Data Superabundance part 2: The Long Tail of Data

Time for a longer discussion of our thinking about data superabundance, data management and what we’re up to…

Findability is driven by the frequency with which data gets used.  The more you use something, the easier it becomes to find.  Even sophisticated search engines like Google follow this model.  The legendary Page Rank algorithm primarily looks at who links to you.  The more popular a site is based on links, the more findable Google makes it.  So over time, findable data becomes more findable (or if you prefer "the rich get richer" — thanks Todd!).

And don’t get me wrong, Google works great.

But here’s the thing.  Thanks to the crazy year over year increase in data (zetabytes by 2010) more and more data is being used less and less.  "Huh?" I hear you cry… 

Look at it this way.  The amount of data that any individual can use frequently is pretty fixed — there are only so many hours in the day.  Time for a flashback to High School with a scary Venn diagram:

So the green dot represents the amount of data you use frequently.  The red circle is all the data you ever use.  Now let the calendar roll forward a bit.  The overall amount of data has increased significantly, but the amount of data you can use frequently is about the same.  And that picture looks like this:

So as a percentage of all the data, the stuff you use frequently is now a much tinier piece.  In other words, more data is now used less.  As data superabundance continues its merry march, frequently used data will continue to be an ever smaller piece of all the data that exists.  And that’s going to cause all kinds of problems…

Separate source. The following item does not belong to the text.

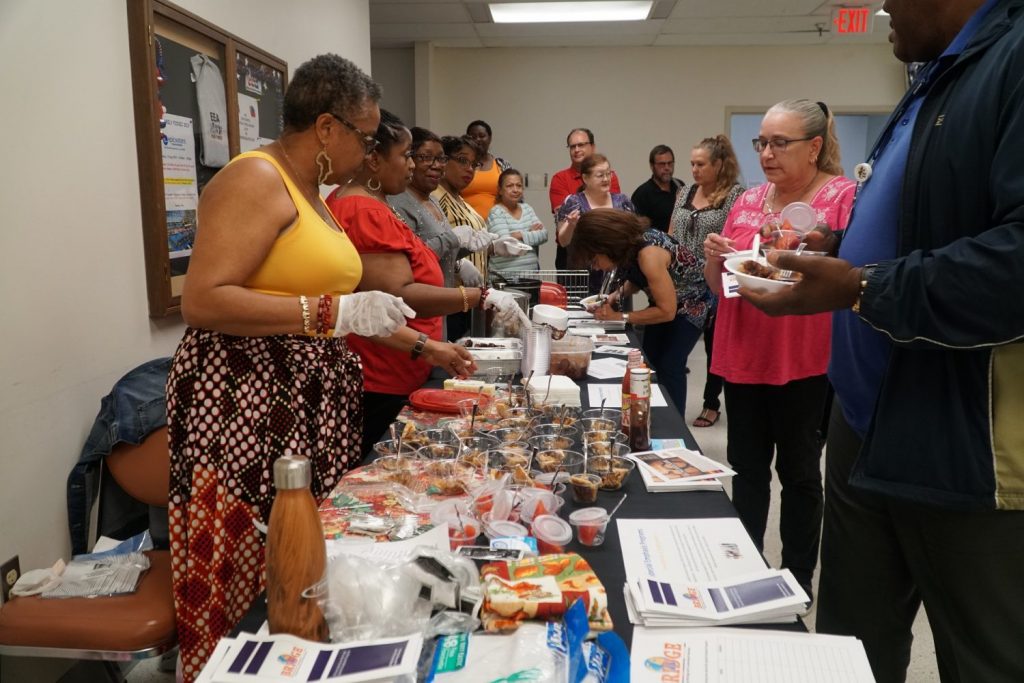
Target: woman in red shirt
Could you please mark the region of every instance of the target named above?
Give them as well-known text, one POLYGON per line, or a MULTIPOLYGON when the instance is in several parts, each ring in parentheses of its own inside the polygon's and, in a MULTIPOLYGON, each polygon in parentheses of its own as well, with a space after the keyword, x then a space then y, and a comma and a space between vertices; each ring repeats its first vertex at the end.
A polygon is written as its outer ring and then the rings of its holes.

And now for part 2 of PTOTD (pet theory of the day)…  The long tail.

If you take all the data inventory contained within a company, assess the frequency with which each piece of data is used, rank them in order and plot a graph, I think you’d see some kind of Power Curve.  This is also known as a "Long Tail" graph.  If you haven’t read the excellent book by Chris Anderson, you really should.

So what?  Well here’s a graph to stare at:


Chris’s book focuses on the long tail for goods.  Most retailers focus on the tip of the long tail — they stock only the most popular items and they sell a lot of each one.  He makes a great argument for focusing on a huge number of less popular items and selling just a few of each one.

The big guns in data management (ECM, CMS, data warehousing etc) are like retailers.  They focus on the tip of the graph — the top 5% or so of a company’s data.  But 80-85% of a corporation’s data is in the "Long Tail" part of the chart.  That data is hard to search and mostly unmanaged.

Now maybe your inner skeptic is thinking that less frequently used data probably doesn’t have much value.  But there’s not much correlation between usage and value.  Less frequently used data just tends to have variable value driven by circumstance — it’s data that may not be needed today but will be vital tomorrow.

disruptorMonkey is building tools to manage the "Long Tail" of data. 

Based on the response from those that get what we’re doing, this is going to be an interesting ride!